電力の大市場を抱える東京湾岸の工業地帯に、発電能力49MWの木質バイオマス発電所が営業運転を開始した。昭和シェル石油グループが製油所の跡地に建設した発電所で、電力事業を拡大する戦略の一環だ。燃料は海外から輸入する木質ペレットとパームヤシ殻を利用する。
昭和シェル石油グループが「京浜バイオマス発電所」の営業運転を11月2日に開始した(図1)。発電能力は49MW(メガワット)に達して、国内で稼働中の木質バイオマス発電所では最大級だ。年間の発電量は3億kWh(キロワット時)を予定している。一般家庭の使用量(年間3600kWh)に換算すると8万3000世帯分に相当する。
発電所が立地する神奈川県の川崎市は政令指定都市で、大きな電力需要を抱えている。人口は146万人、総世帯数は70万世帯にのぼる。その1割以上の家庭の電力需要をカバーできる発電量になる。発電した電力は再生可能エネルギーの固定価格買取制度を通じて売電する計画だ。

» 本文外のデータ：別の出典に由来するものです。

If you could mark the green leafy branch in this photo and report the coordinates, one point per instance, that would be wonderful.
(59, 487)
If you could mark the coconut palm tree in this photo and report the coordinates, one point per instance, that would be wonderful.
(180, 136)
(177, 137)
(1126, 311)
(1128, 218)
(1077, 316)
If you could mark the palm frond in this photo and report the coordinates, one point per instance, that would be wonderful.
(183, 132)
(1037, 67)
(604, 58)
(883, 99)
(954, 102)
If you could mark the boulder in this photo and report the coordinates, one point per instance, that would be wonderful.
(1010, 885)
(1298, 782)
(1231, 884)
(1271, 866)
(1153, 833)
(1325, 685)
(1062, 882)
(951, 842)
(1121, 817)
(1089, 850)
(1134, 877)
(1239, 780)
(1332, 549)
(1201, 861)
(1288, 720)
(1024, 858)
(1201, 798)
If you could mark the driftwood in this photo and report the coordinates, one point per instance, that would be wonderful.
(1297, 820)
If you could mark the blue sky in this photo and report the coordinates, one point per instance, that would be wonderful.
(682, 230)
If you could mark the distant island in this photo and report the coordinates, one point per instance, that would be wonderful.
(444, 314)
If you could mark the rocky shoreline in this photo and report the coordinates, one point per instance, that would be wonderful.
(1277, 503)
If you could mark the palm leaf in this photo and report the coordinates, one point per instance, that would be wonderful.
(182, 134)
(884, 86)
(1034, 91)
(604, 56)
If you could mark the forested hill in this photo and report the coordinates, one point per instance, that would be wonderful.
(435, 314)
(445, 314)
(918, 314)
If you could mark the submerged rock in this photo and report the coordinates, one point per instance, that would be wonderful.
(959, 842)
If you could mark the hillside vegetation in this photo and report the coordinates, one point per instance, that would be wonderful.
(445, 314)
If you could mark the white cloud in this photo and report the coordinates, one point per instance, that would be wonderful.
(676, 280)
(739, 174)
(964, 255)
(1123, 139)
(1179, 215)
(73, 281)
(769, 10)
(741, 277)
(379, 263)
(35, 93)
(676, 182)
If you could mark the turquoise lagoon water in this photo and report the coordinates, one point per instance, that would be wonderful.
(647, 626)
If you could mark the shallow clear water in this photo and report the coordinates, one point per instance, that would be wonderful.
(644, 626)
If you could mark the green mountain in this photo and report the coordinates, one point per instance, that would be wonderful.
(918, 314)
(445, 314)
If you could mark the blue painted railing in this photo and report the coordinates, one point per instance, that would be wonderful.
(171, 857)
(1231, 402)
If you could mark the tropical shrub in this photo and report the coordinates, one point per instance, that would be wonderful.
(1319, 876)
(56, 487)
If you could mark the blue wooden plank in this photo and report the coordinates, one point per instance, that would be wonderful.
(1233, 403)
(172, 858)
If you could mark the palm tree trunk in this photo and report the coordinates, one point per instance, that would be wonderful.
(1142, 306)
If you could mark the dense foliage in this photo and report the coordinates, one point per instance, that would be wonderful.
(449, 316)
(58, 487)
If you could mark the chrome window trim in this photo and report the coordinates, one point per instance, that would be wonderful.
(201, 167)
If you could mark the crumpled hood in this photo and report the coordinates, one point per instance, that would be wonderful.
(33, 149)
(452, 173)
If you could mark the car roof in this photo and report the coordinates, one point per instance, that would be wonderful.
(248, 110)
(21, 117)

燃料には海外から輸入する木質ペレットとパームヤシ殻(PKS)を利用する(図2)。固定価格買取制度の買取価格は1kWhあたり24円(税抜き)になり、年間の売電収入は72億円を見込める。昭和シェル石油が100%出資する「京浜バイオマスパワー」が発電事業を担当する。売電先は新電力でもある昭和シェル石油になるとみられる。
バイオマス発電の中核設備になるボイラーには、JFEエンジニアリングの「循環流動層(CFB:Circulating Fluidized Bed)」方式を採用した。バイオマス発電用のボイラーは燃料の種類と発電能力の大きさによって3種類の方式がある(図3)。このうちCFB方式のボイラーは木質ペレットやPKSを燃料に使うことができて、しかも10MW以上の発電能力に対応できる高い発熱量を得られる点が特徴だ。
CFB方式は砂状の流動媒体をボイラー内で循環させながら、他の方式よりも少ない空気を使って高効率で熱を発生させることができる(図4)。木質バイオマス発電所で10MW以上の場合にはCFB方式が標準的に使われている。